Apologizing for sending out such a downbeat message the day before Thanksgiving, Hornibrook said the situation was dire enough that he didn’t feel it could wait until a mandatory meeting already scheduled for Dec. 9 “on safety and the current culture of our pilot group.”
The Horizon Air pilot who spoke anonymously said he and his peers work hard to fly the planes according to procedures and with “good airmanship.” He said standards are high enough that about 5-to-10% of those inducted into Horizon’s training program flunk out and never become line pilots.
And he said none of the incidents listed by Hornibrook “struck me as on the precipice of a disaster.”
He said no pilot would intentionally fly into severe turbulence or lightning and that most such encounters are not the fault of the pilot.
And he said pilots provide only some of the data for the calculation of the plane’s weight. They have little control over other input supplied by flight attendants and baggage handlers, with no ability to cross-check the final number that’s sent to them electronically.

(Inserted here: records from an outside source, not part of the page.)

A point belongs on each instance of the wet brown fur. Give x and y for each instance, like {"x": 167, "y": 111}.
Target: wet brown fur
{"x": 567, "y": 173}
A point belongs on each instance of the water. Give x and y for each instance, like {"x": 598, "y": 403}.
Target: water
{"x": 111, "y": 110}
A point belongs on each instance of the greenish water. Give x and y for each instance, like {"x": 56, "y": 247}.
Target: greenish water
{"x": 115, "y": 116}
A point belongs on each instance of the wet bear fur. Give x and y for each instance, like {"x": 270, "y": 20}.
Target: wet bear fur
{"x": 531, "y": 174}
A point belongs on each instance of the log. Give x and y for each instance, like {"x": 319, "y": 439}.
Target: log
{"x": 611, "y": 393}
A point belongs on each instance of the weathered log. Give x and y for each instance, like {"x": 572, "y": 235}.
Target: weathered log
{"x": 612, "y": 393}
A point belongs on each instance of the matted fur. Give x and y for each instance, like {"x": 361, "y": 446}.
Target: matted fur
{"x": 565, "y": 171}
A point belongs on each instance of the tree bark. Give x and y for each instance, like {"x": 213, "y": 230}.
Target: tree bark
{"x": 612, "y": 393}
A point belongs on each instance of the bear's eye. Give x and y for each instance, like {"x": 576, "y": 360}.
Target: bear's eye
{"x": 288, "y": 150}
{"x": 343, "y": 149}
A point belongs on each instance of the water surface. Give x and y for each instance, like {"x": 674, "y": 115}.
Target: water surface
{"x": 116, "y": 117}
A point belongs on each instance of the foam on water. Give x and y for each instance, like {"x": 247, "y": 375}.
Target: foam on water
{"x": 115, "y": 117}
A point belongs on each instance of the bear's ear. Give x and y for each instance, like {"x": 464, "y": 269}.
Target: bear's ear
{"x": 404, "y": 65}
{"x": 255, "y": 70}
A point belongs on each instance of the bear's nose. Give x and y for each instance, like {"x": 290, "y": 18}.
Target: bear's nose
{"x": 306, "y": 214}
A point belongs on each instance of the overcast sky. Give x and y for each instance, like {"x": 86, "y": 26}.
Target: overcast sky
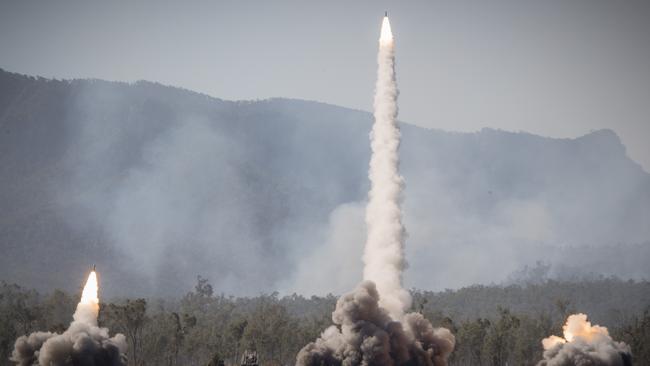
{"x": 555, "y": 68}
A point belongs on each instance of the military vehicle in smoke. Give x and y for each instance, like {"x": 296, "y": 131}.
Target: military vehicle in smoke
{"x": 249, "y": 358}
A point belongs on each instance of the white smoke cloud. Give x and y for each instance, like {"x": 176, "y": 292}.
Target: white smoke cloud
{"x": 370, "y": 324}
{"x": 342, "y": 241}
{"x": 384, "y": 251}
{"x": 584, "y": 344}
{"x": 83, "y": 343}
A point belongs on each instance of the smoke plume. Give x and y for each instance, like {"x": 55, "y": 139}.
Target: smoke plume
{"x": 370, "y": 324}
{"x": 384, "y": 251}
{"x": 83, "y": 343}
{"x": 584, "y": 344}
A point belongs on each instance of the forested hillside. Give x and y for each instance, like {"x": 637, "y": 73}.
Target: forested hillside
{"x": 492, "y": 325}
{"x": 156, "y": 184}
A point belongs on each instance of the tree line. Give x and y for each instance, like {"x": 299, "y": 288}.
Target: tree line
{"x": 204, "y": 328}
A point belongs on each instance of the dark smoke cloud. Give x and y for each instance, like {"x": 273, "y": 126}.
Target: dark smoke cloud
{"x": 365, "y": 334}
{"x": 82, "y": 344}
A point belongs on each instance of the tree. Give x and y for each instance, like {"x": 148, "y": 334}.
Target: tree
{"x": 129, "y": 319}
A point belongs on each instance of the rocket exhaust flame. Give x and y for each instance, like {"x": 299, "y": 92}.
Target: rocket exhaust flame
{"x": 584, "y": 344}
{"x": 88, "y": 307}
{"x": 83, "y": 343}
{"x": 371, "y": 327}
{"x": 386, "y": 35}
{"x": 384, "y": 251}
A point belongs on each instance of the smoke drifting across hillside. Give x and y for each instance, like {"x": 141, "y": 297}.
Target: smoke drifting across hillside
{"x": 370, "y": 323}
{"x": 252, "y": 195}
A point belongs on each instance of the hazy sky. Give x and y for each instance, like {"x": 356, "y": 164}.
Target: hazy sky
{"x": 555, "y": 68}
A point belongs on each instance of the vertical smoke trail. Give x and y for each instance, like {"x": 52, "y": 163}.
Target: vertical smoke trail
{"x": 370, "y": 324}
{"x": 384, "y": 250}
{"x": 83, "y": 343}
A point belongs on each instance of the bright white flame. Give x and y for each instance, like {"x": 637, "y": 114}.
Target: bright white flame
{"x": 386, "y": 33}
{"x": 576, "y": 326}
{"x": 89, "y": 294}
{"x": 88, "y": 307}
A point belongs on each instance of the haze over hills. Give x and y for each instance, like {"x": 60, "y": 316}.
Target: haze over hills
{"x": 157, "y": 185}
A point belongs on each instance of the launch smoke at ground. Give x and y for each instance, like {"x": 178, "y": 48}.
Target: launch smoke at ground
{"x": 584, "y": 344}
{"x": 370, "y": 324}
{"x": 83, "y": 343}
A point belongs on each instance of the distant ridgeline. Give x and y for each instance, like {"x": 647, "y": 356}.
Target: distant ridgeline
{"x": 158, "y": 184}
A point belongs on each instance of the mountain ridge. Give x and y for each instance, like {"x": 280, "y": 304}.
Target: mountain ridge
{"x": 160, "y": 184}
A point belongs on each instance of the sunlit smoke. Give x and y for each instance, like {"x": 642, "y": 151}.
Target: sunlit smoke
{"x": 370, "y": 324}
{"x": 386, "y": 35}
{"x": 88, "y": 307}
{"x": 384, "y": 250}
{"x": 83, "y": 343}
{"x": 584, "y": 344}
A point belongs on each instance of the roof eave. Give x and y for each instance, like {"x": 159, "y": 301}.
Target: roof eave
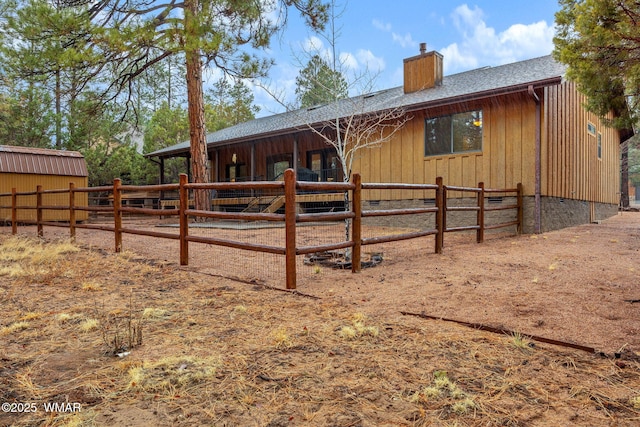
{"x": 523, "y": 87}
{"x": 477, "y": 96}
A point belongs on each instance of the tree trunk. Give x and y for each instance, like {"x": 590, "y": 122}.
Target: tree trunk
{"x": 624, "y": 175}
{"x": 195, "y": 100}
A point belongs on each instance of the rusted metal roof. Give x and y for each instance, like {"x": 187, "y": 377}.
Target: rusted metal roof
{"x": 41, "y": 161}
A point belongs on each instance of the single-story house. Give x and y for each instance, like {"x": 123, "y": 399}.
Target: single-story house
{"x": 24, "y": 168}
{"x": 504, "y": 125}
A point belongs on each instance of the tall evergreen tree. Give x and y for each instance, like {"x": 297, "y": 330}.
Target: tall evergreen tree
{"x": 600, "y": 42}
{"x": 318, "y": 83}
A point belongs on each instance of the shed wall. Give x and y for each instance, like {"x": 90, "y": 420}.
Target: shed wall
{"x": 29, "y": 182}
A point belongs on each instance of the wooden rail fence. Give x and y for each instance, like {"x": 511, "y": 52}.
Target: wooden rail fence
{"x": 291, "y": 217}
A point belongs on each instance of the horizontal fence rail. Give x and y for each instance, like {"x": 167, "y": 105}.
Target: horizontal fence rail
{"x": 282, "y": 197}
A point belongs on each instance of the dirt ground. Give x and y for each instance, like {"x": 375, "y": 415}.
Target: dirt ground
{"x": 222, "y": 344}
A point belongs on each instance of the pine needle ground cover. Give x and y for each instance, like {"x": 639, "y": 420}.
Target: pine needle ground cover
{"x": 128, "y": 340}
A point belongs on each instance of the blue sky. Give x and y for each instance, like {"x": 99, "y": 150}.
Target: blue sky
{"x": 378, "y": 35}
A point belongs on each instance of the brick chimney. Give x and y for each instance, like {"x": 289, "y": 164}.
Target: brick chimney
{"x": 423, "y": 71}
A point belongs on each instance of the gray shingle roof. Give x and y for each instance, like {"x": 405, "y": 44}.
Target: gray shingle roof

The pilot also questioned Hornibrook’s citing of incidents of excessive speed, saying that slight overspeeds for short periods are not uncommon and not very significant. He said Horizon changed its policy so that any pilot exceeding 10 knots below the posted limit is now penalized, even though a gust of wind or wake turbulence could easily increase air speed by more than 10 knots and lead to a momentary overspeed.
“You cannot start penalizing pilots for flying the aircraft in a normal state,” the pilot said.
A veteran captain with Alaska Airlines backed up the Horizon pilot’s account. He said airplane manufacturers have built in a margin of around 15 knots beyond the posted limit, and that going a few knots over the posted limit for a few seconds “happens routinely and is in general not a big deal.”
When it does happen, never intentionally, the relevant overspeed data has to be reported after landing, and the maintenance technicians then take a look. Usually, depending on the altitude and flight condition when the speed passed the limit, no action is needed, the Alaska captain said.
On the evidence of Hornibrook’s memo however, Horizon management is feeling the need to tighten control over pilot performance.
He urged the pilot leadership team to sit in the jumpseat whenever possible when flying Horizon so they could point out to the flight crew any mistakes and “remind the pilots to strictly adhere to procedures.”
“Our pilot group needs to be more professional and this team needs to hold the pilots accountable,” Hornibrook wrote. “I am concerned we continue to make these mistakes as a group.”